Deducting expenses as a contractor

Tax Talk

March 06, 2007

Editors note: Every Tuesday through the end of tax season, The Sun will run an edited transcript of's weekly tax-advice column featuring three experts from the Hunt Valley accounting firm SC&H Group.

I'm a sports official and work as an independent contractor. When I leave my house to work a game, can I deduct the mileage from my house? Are there any other things I may be able to deduct, such as a uniform, shoes, etc.?

- Bob, Baltimore

Independent contractors are considered to be engaged in a trade or business, and are entitled to deduct all ordinary and necessary expenses paid or incurred in carrying on their trade or business. Uniforms are generally deductible if they are of the type that does not lend itself to personal use. Commuting from your home to a work location is generally not deductible. Automobile expenses would be deductible, if you were working at temporary worksites, traveling from your main job to a second job or if you have a home office and are traveling from it to a work site. Consult IRS Publication 463 for more information.
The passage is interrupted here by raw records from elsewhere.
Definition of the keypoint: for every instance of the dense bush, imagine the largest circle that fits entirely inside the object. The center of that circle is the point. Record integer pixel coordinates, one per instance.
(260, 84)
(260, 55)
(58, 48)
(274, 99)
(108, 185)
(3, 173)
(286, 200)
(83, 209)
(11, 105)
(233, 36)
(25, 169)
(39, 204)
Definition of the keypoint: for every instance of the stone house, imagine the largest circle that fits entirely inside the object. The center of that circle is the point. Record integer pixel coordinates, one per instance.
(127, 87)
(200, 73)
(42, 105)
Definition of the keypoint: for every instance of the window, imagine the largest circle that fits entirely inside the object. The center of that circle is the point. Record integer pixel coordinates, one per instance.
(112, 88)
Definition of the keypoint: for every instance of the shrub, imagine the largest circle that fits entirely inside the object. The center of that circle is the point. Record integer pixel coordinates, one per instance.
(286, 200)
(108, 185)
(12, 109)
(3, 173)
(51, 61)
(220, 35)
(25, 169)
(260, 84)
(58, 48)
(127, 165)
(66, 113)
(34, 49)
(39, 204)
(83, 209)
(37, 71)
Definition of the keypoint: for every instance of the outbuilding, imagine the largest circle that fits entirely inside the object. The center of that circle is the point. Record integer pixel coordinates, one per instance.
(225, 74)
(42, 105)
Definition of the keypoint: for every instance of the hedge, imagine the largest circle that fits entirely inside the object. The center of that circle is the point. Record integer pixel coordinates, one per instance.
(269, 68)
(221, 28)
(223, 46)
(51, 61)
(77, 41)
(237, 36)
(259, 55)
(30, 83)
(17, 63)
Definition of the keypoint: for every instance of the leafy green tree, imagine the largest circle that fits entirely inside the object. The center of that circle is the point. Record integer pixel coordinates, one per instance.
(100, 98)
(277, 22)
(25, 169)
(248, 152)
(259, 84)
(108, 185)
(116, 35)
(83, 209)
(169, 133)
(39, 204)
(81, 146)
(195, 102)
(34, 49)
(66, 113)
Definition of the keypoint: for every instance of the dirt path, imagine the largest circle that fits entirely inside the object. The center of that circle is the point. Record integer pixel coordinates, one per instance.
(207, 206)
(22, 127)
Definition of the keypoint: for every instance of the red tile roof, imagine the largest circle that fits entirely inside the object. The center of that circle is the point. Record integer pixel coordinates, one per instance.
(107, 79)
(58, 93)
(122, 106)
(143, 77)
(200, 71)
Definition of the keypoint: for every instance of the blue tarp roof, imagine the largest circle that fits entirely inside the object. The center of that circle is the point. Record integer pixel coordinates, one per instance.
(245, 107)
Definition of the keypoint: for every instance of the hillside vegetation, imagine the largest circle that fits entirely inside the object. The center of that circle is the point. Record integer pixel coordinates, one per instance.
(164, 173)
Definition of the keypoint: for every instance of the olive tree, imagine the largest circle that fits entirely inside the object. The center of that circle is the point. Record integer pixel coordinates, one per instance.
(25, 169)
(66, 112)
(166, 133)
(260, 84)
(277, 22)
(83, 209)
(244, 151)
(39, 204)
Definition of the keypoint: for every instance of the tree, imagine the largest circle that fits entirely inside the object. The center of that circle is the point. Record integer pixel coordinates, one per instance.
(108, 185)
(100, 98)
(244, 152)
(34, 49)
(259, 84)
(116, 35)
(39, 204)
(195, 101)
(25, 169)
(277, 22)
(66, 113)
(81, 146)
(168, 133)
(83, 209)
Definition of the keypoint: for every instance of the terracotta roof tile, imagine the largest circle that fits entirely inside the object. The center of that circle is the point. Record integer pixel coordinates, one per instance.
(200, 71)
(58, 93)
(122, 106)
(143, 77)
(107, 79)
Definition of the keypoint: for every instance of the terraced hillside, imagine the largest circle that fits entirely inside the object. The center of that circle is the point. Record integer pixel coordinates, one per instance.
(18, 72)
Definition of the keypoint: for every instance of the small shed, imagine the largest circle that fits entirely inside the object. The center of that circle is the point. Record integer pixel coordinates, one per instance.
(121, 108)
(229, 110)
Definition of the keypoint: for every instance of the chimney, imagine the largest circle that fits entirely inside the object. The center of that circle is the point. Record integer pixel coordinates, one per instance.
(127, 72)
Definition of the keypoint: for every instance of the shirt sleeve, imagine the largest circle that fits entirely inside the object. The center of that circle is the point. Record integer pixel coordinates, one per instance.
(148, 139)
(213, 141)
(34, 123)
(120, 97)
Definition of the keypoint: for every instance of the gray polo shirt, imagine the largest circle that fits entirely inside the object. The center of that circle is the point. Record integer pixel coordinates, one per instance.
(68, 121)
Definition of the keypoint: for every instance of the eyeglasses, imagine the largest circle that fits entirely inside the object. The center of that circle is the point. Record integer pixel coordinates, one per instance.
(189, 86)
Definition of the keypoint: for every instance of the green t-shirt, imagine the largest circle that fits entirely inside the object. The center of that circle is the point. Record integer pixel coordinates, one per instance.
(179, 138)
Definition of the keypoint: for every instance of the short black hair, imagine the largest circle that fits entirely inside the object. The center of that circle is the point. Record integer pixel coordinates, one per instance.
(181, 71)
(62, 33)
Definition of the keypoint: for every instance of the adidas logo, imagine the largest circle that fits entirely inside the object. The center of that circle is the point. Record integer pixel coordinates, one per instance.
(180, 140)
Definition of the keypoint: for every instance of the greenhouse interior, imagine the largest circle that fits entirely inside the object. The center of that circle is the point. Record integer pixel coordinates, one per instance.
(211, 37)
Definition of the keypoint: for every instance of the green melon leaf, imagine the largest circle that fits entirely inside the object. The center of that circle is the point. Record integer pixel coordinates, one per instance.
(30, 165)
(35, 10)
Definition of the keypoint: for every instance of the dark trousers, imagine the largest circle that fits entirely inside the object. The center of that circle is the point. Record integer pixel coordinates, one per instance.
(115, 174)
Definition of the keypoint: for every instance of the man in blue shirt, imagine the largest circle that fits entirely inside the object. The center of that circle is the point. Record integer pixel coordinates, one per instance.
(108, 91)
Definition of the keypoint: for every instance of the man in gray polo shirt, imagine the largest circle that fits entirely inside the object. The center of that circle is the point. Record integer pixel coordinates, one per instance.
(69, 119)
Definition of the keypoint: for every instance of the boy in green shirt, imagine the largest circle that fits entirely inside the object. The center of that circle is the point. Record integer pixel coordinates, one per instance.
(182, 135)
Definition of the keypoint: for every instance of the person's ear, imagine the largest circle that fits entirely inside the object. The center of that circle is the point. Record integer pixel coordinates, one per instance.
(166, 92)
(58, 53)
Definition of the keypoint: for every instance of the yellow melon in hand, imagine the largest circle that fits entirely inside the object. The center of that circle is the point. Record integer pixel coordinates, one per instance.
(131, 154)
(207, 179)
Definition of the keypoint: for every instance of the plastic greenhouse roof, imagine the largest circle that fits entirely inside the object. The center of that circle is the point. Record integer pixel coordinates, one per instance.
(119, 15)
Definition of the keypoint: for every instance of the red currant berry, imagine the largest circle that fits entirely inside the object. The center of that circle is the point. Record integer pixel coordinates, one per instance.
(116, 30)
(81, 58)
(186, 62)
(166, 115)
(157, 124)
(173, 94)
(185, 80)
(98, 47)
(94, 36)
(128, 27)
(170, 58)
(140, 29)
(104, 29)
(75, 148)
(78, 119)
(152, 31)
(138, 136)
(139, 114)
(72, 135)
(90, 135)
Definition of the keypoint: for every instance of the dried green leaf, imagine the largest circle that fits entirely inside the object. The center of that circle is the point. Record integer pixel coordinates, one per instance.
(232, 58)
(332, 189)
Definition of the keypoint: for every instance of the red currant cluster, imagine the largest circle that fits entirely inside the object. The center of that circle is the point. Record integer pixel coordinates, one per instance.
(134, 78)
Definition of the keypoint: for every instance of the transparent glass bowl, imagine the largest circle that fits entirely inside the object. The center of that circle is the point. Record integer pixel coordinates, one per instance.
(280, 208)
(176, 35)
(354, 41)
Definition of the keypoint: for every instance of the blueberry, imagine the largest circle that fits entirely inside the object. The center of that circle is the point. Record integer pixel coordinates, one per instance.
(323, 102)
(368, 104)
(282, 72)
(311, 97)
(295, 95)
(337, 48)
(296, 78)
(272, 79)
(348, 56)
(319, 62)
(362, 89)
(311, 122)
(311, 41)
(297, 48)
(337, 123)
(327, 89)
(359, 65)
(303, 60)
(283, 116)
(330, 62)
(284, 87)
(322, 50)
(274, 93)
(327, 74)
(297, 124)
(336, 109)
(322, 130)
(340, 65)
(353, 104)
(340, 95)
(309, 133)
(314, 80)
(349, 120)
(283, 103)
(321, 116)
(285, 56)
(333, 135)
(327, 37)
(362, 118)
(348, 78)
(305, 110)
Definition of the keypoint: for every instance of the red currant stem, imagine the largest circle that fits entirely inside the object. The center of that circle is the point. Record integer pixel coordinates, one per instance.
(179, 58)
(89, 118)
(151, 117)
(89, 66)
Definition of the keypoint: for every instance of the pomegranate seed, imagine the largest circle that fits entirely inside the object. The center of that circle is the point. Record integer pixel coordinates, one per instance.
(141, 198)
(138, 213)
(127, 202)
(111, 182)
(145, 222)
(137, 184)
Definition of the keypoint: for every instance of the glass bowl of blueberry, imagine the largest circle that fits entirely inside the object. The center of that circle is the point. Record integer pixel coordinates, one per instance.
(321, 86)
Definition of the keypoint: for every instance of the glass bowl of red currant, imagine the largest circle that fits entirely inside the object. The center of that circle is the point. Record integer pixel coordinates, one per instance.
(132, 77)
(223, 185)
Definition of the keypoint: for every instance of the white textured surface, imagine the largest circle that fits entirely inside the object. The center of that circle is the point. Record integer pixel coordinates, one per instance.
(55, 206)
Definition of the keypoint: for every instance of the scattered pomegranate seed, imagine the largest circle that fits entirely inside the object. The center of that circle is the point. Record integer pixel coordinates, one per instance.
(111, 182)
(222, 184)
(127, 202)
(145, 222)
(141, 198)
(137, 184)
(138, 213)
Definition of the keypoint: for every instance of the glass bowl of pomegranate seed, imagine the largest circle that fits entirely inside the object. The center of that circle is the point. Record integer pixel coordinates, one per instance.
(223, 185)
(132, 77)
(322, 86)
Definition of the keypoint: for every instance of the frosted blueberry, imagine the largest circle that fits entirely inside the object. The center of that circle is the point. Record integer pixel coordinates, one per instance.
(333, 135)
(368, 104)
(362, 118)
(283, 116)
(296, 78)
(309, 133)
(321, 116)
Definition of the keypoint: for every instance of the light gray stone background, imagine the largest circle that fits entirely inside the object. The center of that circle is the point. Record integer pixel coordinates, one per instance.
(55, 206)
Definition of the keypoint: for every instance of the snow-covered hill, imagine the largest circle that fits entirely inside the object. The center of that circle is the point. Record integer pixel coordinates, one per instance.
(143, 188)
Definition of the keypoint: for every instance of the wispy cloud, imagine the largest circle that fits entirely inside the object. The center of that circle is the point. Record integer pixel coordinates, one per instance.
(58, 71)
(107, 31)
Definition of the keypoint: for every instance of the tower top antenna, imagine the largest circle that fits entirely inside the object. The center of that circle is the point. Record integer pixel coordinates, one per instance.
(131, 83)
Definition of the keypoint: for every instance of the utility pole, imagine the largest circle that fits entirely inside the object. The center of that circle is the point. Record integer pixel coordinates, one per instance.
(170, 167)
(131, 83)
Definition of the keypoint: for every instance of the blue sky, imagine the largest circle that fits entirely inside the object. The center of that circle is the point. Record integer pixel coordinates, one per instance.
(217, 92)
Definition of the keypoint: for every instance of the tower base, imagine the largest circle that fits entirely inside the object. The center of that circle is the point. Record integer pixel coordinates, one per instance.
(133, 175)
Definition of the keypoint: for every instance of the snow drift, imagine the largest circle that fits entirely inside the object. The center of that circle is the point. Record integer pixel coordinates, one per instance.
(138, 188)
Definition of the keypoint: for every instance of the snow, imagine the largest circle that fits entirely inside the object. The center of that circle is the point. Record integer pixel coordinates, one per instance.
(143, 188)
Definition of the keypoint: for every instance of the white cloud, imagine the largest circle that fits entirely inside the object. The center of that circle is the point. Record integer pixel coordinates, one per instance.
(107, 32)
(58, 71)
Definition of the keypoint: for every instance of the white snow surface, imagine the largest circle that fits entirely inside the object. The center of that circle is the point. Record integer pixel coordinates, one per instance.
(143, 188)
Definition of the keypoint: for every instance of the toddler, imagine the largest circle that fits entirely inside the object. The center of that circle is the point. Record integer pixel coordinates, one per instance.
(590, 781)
My spouse attends college and my employer, a university, provides me with tuition remission for half of the cost. That amount is considered taxable income to me and taxes are deducted from my paycheck. In this case, can I consider the remission amounts to have been paid by me and then take the tuition deduction for them?

- Jim, Catonsville

If your employer is treating the tuition remission as taxable income to you, you can include these expenses in your calculation of deductible qualified higher education expenses. The deduction is subject to limitations based on your modified adjusted gross income, and is not allowed if you are also claiming the Hope or lifetime learning credit.

I forgot to claim a capital loss on my taxes last year. I know that the capital loss may have reduced my taxes for the last year but am I legally required to amend my return if I don't want to? I understand that I must amend my return if I had forgotten to claim a capital gain since I would owe more taxes.

- Brad, Columbia

You should always file a complete and accurate tax return. In this case, an amended return is appropriate and may provide a refund. Reporting the capital loss transaction may prevent an IRS inquiry as the related sale may have already been reported to the IRS by a broker via a Form 1099. The IRS would not know if you had a loss, and might assess tax on the entire amount of the proceeds.

Where do I report on Form 1040 and other forms a direct transfer from IRA to a qualified charity? I plan to enclose an explanatory letter and a copy of the broker's report that says money was sent to charity.

- Lee, Parkville

The IRA distribution should be reported on line 15a of your Form 1040. If all of the distribution was donated to charity you should enter '0' on line 15b. If part of the distribution was not donated to charity, the taxable amount of the distribution should be shown on line 15b. Enter "QCD" next to line 15b. The contribution should not be shown as an itemized deduction on schedule A.